The recommendations include but are not limited to:
- Insisting in contracts with suppliers that suppliers and sub-contractors include written contracts with homeworkers, give homeworkers a copy of their contract, and include the name of the buyer in the contract
- Require suppliers and contractors to disclose the names, addresses and contract details of any homeworkers to unions [like the Australian legislation].
- Insisting on specific contract provisions with homeworkers including: Payment within seven days of receipt of goods; no withholding of parts of payment; safety equipment must be provided by the contractor/sub-contractor; a homeworker may not lost his/her job without written reasons; and a homeworker can always bring a complaint to a body set up to hear complaints [a grievance mechanism]
Ensuring fairness
To return to the quote that inspired this blog: rules that are “fair” to some workers, may, at best, be “unfair” and, at worst, violate the rights of other workers.
How would we know how rules affect different groups of workers, if these workers cannot speak for themselves?
Recognition as “players” can, and should, happen at different levels – at the global level, at the national level, and within individual supply chains.
While brands may not be able to impact on global and national legal rules that serve to “misrecognise” informal workers and deny them legitimacy as workers, they are uniquely positioned to influence – define even — the social and legal rules that govern their supply chains.
They can certainly ensure that homeworkers are recognised as workers in accordance with ILO Convention 177 on Homework.

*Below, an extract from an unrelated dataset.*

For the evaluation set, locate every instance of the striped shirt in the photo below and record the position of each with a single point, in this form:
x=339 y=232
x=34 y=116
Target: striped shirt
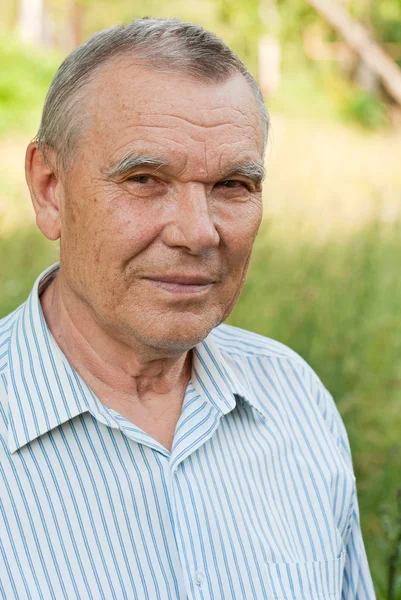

The photograph at the top of the page is of Mayuri, a single mother from Bangkok and is courtesy of WIEGO. Mayuri took up home-based work in order to look after her children while generating income. Like other home-based workers, she sometimes has to work long hours to meet tight deadlines with irregular pay. Joining HomeNet Thailand has given Mayuri access to information on the rights and entitlements of home-based workers as well as opportunities to meet potential employers.
THE LEADERSHIP SERIES
ETI's Leadership Series of blogs commemorates our 20th Anniversary and links business to human rights. Its aim is to re-affirm the case for ethical trade and encourage a constructive approach that pays homage to the concept of 'principled pragmatism'. Earlier posts include:
[i] WIEGO, with support from the Carr Centre for Human Rights, Harvard University, held focus groups with homeworkers and subcontractors in the garment sector in Tiruapur, India on 6-10 March 2017, and in Bangkok, Thailand in April 2017.
[ii] This assertion is borne out by studies, and by my discussions with the Workers’ Rights Consortium, which audits garment supply chains in countries all over the world.